Saturday, April 20, 2013

TOOMEY MOVES TO THE DARK SIDE, or Politics For The Time-Challenged


Pat Toomey is a Pennsylvania senator who we all thought was a constitutionalist, Tea-Party sort of conservative. Now, after his failed campaign to enact a new scheme for expanded background checks on gun buyers, it is clear he is no such thing. It happens. Guys go to Washington and they forget why they were sent there, or they get duped by other legislators and lobbyists into supporting things they don't understand. Or they simply succumb to the I'm-a-big-important-guy-and-the-people-who-elected-me-are-dopes syndrome. In Toomey's case, it appears that all these things played a role in his descent into Beltway thinking and Beltway culture.

If you support the right of free Americans to bear arms, the Toomey-Manchin Amendment was a truly dreadful bill. It did basically nothing about systematically identifying loonies who should be denied guns. It did nothing about felons obtaining guns illegally. It imposed enormous criminal penalties on various types of private gun transfers that have never been shown to cause any sort of problem. And, despite the caterwauling of Toomey, Manchin, Obama, and a thousand newspapers that no such a thing could ever happen, the bill would have allowed the federal government to set up a national gun registry.

I know these things because I read the amendment. It's not easy because there are references to other laws and regulations and you have to find out what those things say before you can understand exactly what the Toomey-Manchin Amendment does. It took a couple of hours, and that is time most people will not be willing to spend.

So here's a shortcut for the time-challenged citizen.

When Pat Toomey started speaking out in the press and in public forums to generate support for his proposal, he did something he has never done before in his public life. He started saying that his plan contained “common sense” gun proposals. This is never a good sign. When a politician, rather than telling you what the bill says or presenting arguments for it, tells you what your conclusion must be, the only rational response from the citizenry is to reject that politician's proposal (and that politician as well). I mean, it takes some nerve to do this, doesn't it? As a public servant, Toomey's job is to present his legislation, explain it to me and present his arguments in favor of it. But the conclusion is MY job. I'll decide whether the bill is a good one or whether it's “common sense” or simply nonsense. When a politician assumes a conclusion in this manner, it's an insult to his audience. Are we fools? Are we morons? Are we incapable of assessing data and weighing arguments and deciding what we think?
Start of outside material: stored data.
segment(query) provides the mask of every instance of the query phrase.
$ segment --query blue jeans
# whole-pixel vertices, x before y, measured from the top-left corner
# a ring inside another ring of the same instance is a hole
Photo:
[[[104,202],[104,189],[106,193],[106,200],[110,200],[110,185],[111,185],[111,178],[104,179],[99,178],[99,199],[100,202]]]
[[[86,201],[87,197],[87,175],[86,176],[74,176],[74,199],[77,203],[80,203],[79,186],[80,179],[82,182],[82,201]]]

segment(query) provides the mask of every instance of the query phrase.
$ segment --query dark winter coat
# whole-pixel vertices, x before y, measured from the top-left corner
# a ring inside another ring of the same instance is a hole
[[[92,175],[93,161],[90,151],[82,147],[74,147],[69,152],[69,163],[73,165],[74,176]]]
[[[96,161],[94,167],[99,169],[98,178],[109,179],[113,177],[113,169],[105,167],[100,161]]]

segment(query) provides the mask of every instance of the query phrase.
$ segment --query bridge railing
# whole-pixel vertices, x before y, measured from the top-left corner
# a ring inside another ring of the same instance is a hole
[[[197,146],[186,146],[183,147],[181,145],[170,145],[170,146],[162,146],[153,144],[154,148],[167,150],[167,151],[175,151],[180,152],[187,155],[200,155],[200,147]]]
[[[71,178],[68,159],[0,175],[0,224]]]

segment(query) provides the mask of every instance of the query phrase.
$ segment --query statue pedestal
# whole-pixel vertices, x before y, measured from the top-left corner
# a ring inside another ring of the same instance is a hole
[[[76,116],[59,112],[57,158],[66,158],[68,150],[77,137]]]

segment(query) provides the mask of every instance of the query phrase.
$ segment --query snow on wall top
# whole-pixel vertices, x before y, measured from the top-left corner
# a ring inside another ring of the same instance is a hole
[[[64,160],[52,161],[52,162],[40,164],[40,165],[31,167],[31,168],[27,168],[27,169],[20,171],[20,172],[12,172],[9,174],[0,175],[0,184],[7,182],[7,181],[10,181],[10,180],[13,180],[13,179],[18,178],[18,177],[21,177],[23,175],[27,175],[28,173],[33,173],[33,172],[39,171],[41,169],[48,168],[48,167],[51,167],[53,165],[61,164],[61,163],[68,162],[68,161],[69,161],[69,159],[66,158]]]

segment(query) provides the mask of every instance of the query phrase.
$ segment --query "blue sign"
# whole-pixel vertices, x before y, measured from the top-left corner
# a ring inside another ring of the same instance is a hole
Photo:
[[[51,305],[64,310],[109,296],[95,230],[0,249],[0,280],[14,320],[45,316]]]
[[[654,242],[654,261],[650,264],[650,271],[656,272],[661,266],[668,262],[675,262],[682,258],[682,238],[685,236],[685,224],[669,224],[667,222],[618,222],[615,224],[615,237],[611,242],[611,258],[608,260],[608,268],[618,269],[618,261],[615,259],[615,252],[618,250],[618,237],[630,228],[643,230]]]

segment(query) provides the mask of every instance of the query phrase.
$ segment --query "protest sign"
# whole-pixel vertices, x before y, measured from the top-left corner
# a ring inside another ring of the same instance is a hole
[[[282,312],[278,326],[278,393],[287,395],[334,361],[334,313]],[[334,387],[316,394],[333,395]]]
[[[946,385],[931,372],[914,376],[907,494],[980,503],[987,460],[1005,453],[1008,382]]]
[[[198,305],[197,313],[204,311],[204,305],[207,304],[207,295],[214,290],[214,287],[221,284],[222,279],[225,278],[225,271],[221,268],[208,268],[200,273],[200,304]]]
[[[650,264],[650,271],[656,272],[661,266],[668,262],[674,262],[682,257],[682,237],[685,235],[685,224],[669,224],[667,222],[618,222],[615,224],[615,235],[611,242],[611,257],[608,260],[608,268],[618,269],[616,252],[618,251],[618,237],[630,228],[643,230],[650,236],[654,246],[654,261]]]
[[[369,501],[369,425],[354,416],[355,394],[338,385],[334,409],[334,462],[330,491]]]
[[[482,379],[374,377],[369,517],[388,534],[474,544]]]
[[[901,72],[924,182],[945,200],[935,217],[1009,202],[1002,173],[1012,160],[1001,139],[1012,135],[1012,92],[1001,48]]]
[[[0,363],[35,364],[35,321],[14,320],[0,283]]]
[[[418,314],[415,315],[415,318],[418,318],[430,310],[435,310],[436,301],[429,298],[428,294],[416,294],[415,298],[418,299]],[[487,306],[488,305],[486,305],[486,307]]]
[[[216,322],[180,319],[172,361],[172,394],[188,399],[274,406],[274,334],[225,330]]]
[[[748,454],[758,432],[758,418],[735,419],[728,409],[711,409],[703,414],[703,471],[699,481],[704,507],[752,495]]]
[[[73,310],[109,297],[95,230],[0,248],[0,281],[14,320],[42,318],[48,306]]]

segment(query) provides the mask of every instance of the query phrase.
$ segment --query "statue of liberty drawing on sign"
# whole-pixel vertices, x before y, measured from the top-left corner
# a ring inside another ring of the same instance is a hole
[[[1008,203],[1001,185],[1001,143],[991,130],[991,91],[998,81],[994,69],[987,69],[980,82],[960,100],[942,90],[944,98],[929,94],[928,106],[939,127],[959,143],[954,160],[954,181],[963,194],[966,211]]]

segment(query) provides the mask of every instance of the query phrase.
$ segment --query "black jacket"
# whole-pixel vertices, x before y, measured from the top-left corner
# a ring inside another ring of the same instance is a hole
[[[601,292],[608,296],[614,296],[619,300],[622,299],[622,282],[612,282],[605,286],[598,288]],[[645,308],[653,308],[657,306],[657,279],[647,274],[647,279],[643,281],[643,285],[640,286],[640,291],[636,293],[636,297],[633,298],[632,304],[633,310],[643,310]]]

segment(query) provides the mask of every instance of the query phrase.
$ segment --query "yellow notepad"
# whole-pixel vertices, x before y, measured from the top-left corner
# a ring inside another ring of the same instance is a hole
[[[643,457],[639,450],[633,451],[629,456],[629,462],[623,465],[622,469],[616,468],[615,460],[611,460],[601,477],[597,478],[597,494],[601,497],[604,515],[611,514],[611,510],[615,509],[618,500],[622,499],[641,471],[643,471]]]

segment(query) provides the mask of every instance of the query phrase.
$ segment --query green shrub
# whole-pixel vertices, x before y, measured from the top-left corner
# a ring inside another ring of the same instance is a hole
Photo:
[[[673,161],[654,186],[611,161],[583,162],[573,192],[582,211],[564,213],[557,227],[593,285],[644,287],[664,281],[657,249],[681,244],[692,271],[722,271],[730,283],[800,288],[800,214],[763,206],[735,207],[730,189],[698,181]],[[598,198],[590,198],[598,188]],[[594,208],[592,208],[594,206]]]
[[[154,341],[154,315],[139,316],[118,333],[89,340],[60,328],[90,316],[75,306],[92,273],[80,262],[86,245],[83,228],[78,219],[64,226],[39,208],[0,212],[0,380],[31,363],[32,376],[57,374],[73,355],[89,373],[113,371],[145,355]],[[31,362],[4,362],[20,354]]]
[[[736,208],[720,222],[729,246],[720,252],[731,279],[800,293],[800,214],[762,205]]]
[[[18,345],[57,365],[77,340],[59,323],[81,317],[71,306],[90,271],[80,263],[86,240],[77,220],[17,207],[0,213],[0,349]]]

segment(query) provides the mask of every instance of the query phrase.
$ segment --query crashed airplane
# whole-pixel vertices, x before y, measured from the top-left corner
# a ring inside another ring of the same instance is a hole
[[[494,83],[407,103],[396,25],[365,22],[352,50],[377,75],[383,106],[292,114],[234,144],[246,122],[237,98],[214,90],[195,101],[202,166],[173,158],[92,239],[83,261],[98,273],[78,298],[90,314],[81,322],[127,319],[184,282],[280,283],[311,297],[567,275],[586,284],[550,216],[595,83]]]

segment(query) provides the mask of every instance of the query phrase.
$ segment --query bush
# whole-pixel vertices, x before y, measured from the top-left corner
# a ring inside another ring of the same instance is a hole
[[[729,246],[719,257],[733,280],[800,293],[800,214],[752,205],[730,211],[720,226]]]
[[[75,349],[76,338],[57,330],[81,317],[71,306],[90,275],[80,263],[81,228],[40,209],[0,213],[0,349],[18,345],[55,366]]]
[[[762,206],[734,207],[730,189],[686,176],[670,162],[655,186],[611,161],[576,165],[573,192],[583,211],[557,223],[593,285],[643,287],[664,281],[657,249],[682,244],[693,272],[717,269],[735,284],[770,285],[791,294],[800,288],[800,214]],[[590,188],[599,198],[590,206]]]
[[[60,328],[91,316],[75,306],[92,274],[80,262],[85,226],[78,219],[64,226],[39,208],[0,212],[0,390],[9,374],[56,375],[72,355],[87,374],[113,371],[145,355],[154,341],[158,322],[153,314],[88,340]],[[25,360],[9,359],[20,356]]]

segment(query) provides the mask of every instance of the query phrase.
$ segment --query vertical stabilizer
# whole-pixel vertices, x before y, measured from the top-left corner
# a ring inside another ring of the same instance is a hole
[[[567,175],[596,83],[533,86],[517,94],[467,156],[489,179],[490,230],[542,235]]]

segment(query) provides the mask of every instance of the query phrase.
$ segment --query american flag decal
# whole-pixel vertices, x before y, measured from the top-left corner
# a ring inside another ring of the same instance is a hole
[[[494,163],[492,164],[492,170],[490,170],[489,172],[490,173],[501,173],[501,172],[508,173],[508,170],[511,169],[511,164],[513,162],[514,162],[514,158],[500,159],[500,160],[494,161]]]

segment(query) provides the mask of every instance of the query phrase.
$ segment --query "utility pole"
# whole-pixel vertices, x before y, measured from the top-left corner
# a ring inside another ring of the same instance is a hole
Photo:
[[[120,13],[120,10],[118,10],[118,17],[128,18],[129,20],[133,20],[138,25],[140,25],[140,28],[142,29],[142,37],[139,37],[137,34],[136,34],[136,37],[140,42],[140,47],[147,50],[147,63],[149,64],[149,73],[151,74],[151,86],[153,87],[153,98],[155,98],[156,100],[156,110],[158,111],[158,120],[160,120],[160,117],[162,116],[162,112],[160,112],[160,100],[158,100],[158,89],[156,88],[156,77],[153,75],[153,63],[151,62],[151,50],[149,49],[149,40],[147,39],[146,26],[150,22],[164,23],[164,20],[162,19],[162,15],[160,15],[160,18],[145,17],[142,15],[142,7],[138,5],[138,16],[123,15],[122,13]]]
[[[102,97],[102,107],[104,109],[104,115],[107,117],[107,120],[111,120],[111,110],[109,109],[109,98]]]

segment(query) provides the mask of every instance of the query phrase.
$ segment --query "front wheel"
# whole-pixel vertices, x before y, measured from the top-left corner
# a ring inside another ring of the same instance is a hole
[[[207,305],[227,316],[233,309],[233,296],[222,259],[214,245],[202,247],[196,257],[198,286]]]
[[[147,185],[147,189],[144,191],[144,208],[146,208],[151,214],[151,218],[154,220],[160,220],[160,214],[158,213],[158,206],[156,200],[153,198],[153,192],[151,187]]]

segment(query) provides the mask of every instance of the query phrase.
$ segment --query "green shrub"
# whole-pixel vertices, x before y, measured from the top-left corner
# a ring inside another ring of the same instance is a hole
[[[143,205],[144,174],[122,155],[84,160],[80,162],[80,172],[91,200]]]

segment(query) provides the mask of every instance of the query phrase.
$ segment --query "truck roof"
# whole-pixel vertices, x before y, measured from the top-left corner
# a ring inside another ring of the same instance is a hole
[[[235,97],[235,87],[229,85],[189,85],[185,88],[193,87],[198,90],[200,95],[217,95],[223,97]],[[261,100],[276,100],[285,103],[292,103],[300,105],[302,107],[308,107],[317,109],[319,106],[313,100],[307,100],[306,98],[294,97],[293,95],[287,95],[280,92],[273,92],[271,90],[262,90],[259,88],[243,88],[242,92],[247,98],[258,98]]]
Assuming one's conclusion, or “begging the question,” was a cheap rhetorical trick when Aristotle started bitching about it 2300 years ago (and it wasn't exactly new when he showed up). Yet today, left-wing ideologues use it constantly. I put “common sense gun control” in my browser and got 68 million hits, and the first twenty pages of them were all from Democratic politicians or left-wing newspapers. EVERY leftie does this. Obama has not given a speech about guns in which he does not refer to “common sense” gun laws. Pelosi does it. Bill Clinton does it. Ed Rendell. Michael Nutter (constantly). Bloomberg (of course). And now, sadly, we must add Pat Toomey to that list.

You have all seen these phrases: “sensible laws,” “reasonable measures,” “common-sense regulations.” The left does it because their supporters don't care much about reasons or arguments; they just need to be told what the right people are thinking. (You may have noticed, for example, that approval for gay marriage has spiked upwards among black voters now that Obama has changed his public position on it. These folks were not persuaded to change their minds---they simply “evolved” once Obama did.) The left is also the home of the newly-identified low-information voter, a group that is completely uninformed and highly opinionated. They have no time for, or interest in, arguments or persuasion. The time required for a slogan or bumper sticker is the measure of their attention span for matters political. Arguments are wasted on them, but the phrase “common-sense gun control” tells them all they need to know.

This is done with every issue, not just gun control. The gay marriage issue is now called the ”marriage equality” issue by the left, for example. This turns it into a question solely of discrimination, and we all hate discrimination, don't we? Suddenly it has nothing to do with traditional values, the protection of children, inheritance law or anything else. Similarly, regarding the treatment of captured terrorists, the left tells us we need to decide whether we approve of “torture.” We do not, of course, but neither are we entirely certain that waterboarding or playing loud music fits the definition. For most of us, that is the question. For the left, however, the conclusion is simply assumed. Whatever practice they disapprove of is “torture,” and no further argument is permitted.

For you time-challenged voters, or for those who just can't be much bothered with political blather, my suggestion here can save you a lot of time. It doesn't even matter what the issue is. If a politician is presenting you with arguments for his proposal or his point of view, support him. Vote for him. Occasionally, he will be wrong but occasionally all of us are wrong. In the long run, we will all be better off. But if instead he tells you what to think and what to conclude, walk away. Show him the contempt he is showing for you. Scorn him, mock him, and vote against him the first chance you get, whether his name is Barack Obama or Pat Toomey.